SACRAMENTO, Calif. — A week after Gov. Gavin Newsom announced a gas tax rebate is in the works, California Democratic lawmakers unveiled their plan to help those struggling with the high gas prices.

What You Need To Know

  • Assembly Democrats are proposing spending $9 billion from the state’s budget surplus to send a $400 rebate to every California taxpayer

  • The proposal is separate from the gas tax rebate Gov. Gavin Newsom mentioned in his State of the State address

  • Republicans in the state assembly continue pushing for a gas tax suspension

  • The state’s gas tax is 51-cents per gallon

The state’s budget surplus would fund the $9 billion proposal, explained Assemblywoman Cottie Petrie-Norris, D-Laguna Beach. The Orange County lawmaker said under the proposal, state filers would receive a $400 rebate, regardless of their income level.

“Our goal is to be able to do this in the spring and all the folks here are going to be pushing really hard to make that happen,” Petrie-Norris said.

Petrie-Norris explained they came up with that figure because that is approximately the same amount of money Californians would save if they suspended the gas tax for a year.

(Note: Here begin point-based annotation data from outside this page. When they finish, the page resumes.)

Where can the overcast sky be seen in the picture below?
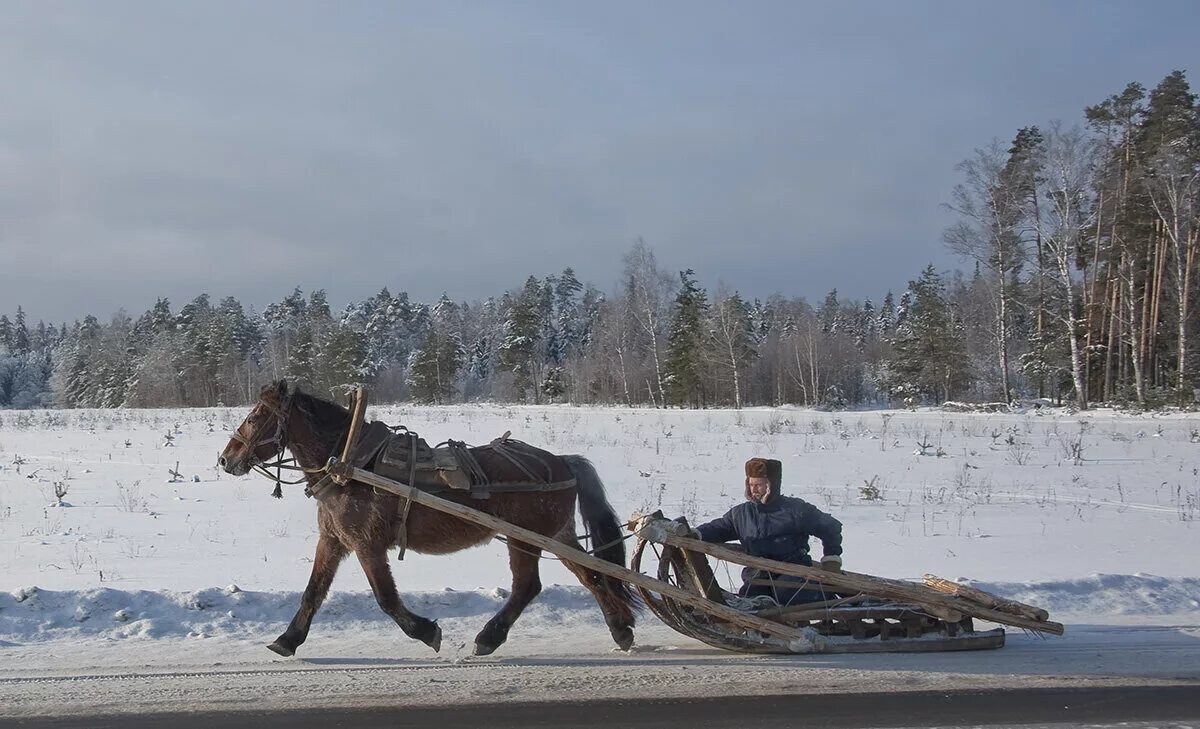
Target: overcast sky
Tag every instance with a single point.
(169, 149)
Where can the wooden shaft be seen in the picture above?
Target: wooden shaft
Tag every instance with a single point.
(985, 598)
(360, 407)
(870, 585)
(568, 553)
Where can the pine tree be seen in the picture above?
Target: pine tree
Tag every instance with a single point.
(522, 329)
(685, 343)
(19, 333)
(731, 339)
(435, 366)
(6, 332)
(928, 356)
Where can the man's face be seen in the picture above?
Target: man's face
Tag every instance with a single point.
(760, 489)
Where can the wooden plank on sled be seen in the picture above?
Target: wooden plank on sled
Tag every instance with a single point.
(892, 589)
(985, 598)
(567, 552)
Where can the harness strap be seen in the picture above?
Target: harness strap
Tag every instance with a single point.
(406, 504)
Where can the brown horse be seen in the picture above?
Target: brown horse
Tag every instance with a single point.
(357, 518)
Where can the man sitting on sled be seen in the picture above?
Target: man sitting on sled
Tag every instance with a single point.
(778, 528)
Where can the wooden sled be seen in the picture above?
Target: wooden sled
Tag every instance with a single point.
(874, 615)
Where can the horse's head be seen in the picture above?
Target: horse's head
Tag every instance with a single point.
(263, 434)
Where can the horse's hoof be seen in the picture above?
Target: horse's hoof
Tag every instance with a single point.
(435, 640)
(624, 638)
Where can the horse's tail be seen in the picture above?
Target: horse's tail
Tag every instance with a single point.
(601, 523)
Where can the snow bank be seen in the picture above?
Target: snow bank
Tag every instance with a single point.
(31, 615)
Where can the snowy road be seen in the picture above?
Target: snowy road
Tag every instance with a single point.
(225, 676)
(1126, 708)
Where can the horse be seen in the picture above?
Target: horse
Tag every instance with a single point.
(358, 518)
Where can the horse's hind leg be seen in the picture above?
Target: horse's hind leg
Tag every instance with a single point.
(526, 585)
(618, 615)
(378, 571)
(329, 555)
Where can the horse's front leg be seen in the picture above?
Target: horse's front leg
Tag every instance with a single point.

“We, the Assembly Democrats, want to do is put this money, this $400 gas rebate into your pockets. Not into the pockets of oil companies, but straight to you as California taxpayers,” added Assemblywoman Rebecca Bauer-Khan, D-Walnut Creek.

The $400 rebate is one of several ideas Assembly member Jesse Gabriel from the San Fernando Valley said is in the works to help families who are struggling to make ends meet.

“This proposal, while it’s really important and certainly people are feeling the pain at the pump, it’s not the only thing that we’re going to be able to do. There’s a much broader conversation about how do we use our surplus to meet the needs of everyone across the state of California,” Gabriel said.

Assemblyman James Gallagher, R-Yuba City, thinks the $400 rebate is a good start, but believes they could do more to provide relief for families affected by the record-breaking gas prices.

“We need to do a lot more for California consumers in these high-cost times. And that’s why we are saying, let’s do a rebate and suspend the gas tax,” he adds.

The GOP’s push to suspend the gas tax failed earlier this week, but Assemblyman Gallagher shared their plan to reintroduce the idea next week and hope this time they’ll have the support from the supermajority.

Assemblyman Kevin Kiley, who introduced the bill to repeal the gas tax, said he welcomes the idea of giving Californians $400, but does not think it is enough to help those who are currently hurting.

“It does nothing to affect the pain people are feeling every time they go to the station, which is making it harder and harder to get by,” said Assemblyman Kevin Kiley, R-Rocklin.

Kiley notes his bill, AB 1638, would suspend the 51-cent gas tax for six months.

“The bill specifies that there will be no loss of road funding — that all of that will be back filled out of the general fund, which again we supposedly have this massive surplus. We could easily do that,” Kiley explains.  

However, Democrats like Gabriel fear suspending the gas tax will not benefit consumers directly and emphasized the rebate guarantees every taxpayer gets some money in their pockets.

“Even if you suspend the gas tax, your local gas station can just raise the price because they already know you’re willing to pay that price and so in that case, the money is just going into the pockets of oil companies and to foreign dictators,” Gabriel said.

While both parties have different approaches to addressing the staggering prices at the pump, they both said they are ready to work with Gov. Newsom to provide immediate relief.

Petrie-Norris said she wants to move forward with her proposal through early budget action and not wait until the legislature and governor finalize the budget in late June.

Governor Newsom has provided no details on his proposal since teasing a gas tax rebate during his State of the State address.